1. M. B... C... et Mme E... née D..., ressortissants kosovares nés le 14 mai 1970 et le 5 octobre 1974, sont entrés en France selon leurs dires le 24 septembre 2018 avec leur fils, M. A... C.... L'Office français de protection des réfugiés et apatrides (OFPRA) a rejeté le 28 décembre 2018 leur demande d'admission au statut de réfugié. Le 29 décembre 2019 la Cour nationale du droit d'asile (CNDA) a confirmé la décision de l'OFPRA. Le 15 juin 2020, Mme C... a sollicité la délivrance d'un titre de séjour en raison de son état de santé. Par trois arrêtés du 2 décembre 2020, le préfet du Haut-Rhin a refusé de leur délivrer un titre de séjour, leur a fait obligation de quitter le territoire français dans le délai de trente jours et a fixé le pays à destination duquel ils pourront être reconduits d'office à l'expiration de ce délai. Par un jugement n°s 210126, 2101262, 2101263 du 10 avril 2021, que la cour a confirmé le 24 juin 2022 par un arrêt n° 21NC03223, 21NC03224, 21NC03225, le magistrat désigné par le président du tribunal administratif de Strasbourg a rejeté leurs demandes tendant à l'annulation de ces arrêtés. Le 5 mai 2022, M. C... et Mme C... ont sollicité un titre de séjour sur le fondement de l'article L. 435-1 du code de l'entrée et du séjour des étrangers et du droit d'asile. Par deux arrêtés du 21 juillet 2022, le préfet du Haut-Rhin leur a refusé, chacun en ce qui le concerne, la délivrance d'un titre de séjour, les a obligés à quitter le territoire français et a fixé le pays de destination. M. C... et Mme C... relèvent appel du jugement du 16 novembre 2022 par lequel le tribunal administratif de Strasbourg a rejeté leurs demandes tendant à l'annulation des décisions du 21 juillet 2022.

Sur la légalité des refus de titre de séjour :

2. En premier lieu, M. C... soutient que le préfet du Haut-Rhin n'a pas procédé à un examen préalable et circonstancié de sa situation, au motif que celui-ci n'aurait pas pris en compte ses qualifications professionnelles, son expérience, ses diplômes ainsi que les caractéristiques de l'emploi auquel il serait candidat. Toutefois, il ressort des termes de l'arrêté que le préfet a pris en considération la durée de son séjour en France, la scolarité de son fils A... et la circonstance que l'intéressé n'est pas dépourvu d'attaches familiales dans son pays. Dès lors, contrairement à ce que soutient M. C..., le moyen tiré de l'absence d'examen particulier ne peut qu'être écarté.

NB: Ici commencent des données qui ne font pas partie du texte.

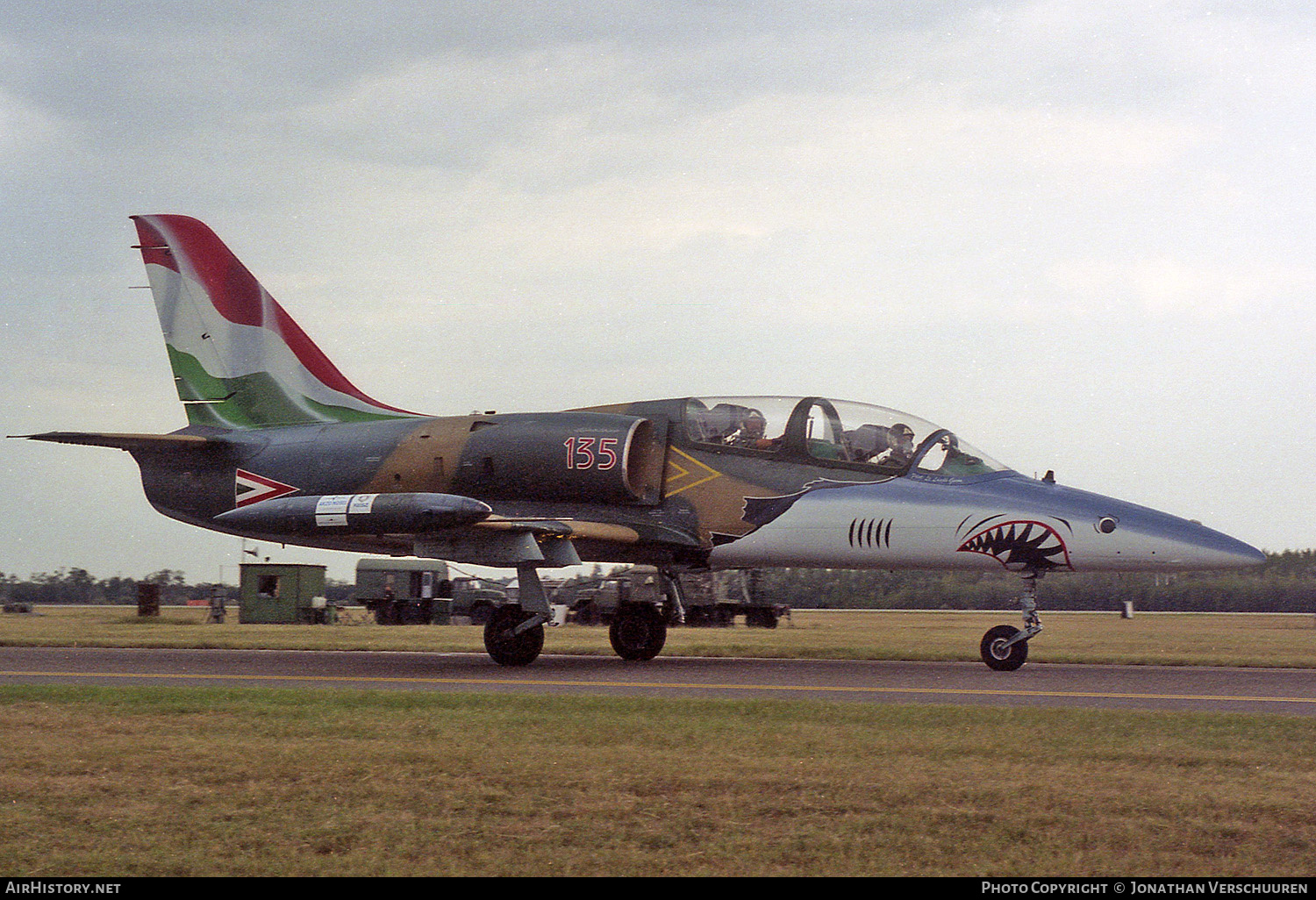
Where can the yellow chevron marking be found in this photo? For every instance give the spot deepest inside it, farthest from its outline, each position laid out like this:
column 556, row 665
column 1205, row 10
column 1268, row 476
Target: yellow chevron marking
column 695, row 475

3. En deuxième lieu, l'autorité préfectorale a pris en compte ces mêmes éléments ainsi que la circonstance que Mme C... n'a pas sollicité de titre de séjour sur le fondement de son état de santé. Dès lors, contrairement à ce que soutient Mme C..., le moyen tiré de l'absence d'examen particulier ne peut qu'être écarté.

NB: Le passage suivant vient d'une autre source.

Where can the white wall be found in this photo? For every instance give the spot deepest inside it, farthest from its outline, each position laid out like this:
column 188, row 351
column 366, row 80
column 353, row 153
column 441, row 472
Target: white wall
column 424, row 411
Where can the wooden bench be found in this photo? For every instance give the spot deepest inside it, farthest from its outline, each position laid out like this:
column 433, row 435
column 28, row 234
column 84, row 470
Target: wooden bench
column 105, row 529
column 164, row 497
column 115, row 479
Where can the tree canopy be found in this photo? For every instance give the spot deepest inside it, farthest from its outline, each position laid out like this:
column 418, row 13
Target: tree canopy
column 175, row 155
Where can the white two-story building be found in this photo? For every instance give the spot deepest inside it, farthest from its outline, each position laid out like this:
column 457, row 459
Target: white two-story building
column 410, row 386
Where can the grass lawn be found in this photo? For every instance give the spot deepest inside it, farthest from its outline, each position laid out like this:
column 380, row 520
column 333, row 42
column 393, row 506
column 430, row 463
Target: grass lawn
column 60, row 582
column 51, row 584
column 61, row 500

4. En troisième lieu, aux termes de l'article 8 de la convention européenne de sauvegarde des droits de l'homme et des libertés fondamentales : " Toute personne a droit au respect de sa vie privée et familiale, de son domicile et de sa correspondance. Il ne peut y avoir ingérence d'une autorité publique dans l'exercice de ce droit que pour autant que cette ingérence est prévue par la loi et qu'elle constitue une mesure qui, dans une société démocratique, est nécessaire à la sécurité nationale, à la sûreté publique, au bien-être économique du pays, à la défense de l'ordre et à la prévention des infractions pénales, à la protection de la santé ou de la morale, ou à la protection des droits et libertés d'autrui ". Aux termes du premier aliéna de l'article L. 435-1 du code de l'entrée et du séjour des étrangers et du droit d'asile : " L'étranger dont l'admission au séjour répond à des considérations humanitaires ou se justifie au regard des motifs exceptionnels qu'il fait valoir peut se voir délivrer une carte de séjour temporaire portant la mention " salarié ", " travailleur temporaire " ou " vie privée et familiale ", sans que soit opposable la condition prévue à l'article L. 412-1 ". Aux termes de l'article L. 423-23 du même code : " L'étranger qui n'entre pas dans les catégories prévues aux articles L. 423-1, L. 423-7, L. 423-14, L. 423-15, L. 423-21 et L. 423-22 ou dans celles qui ouvrent droit au regroupement familial, et qui dispose de liens personnels et familiaux en France tels que le refus d'autoriser son séjour porterait à son droit au respect de sa vie privée et familiale une atteinte disproportionnée au regard des motifs du refus, se voit délivrer une carte de séjour temporaire portant la mention " vie privée et familiale " d'une durée d'un an, sans que soit opposable la condition prévue à l'article L. 412-1. / Les liens mentionnés au premier alinéa sont appréciés notamment au regard de leur intensité, de leur ancienneté et de leur stabilité, des conditions d'existence de l'étranger, de son insertion dans la société française ainsi que de la nature de ses liens avec sa famille restée dans son pays d'origine. / L'insertion de l'étranger dans la société française est évaluée en tenant compte notamment de sa connaissance des valeurs de la République ".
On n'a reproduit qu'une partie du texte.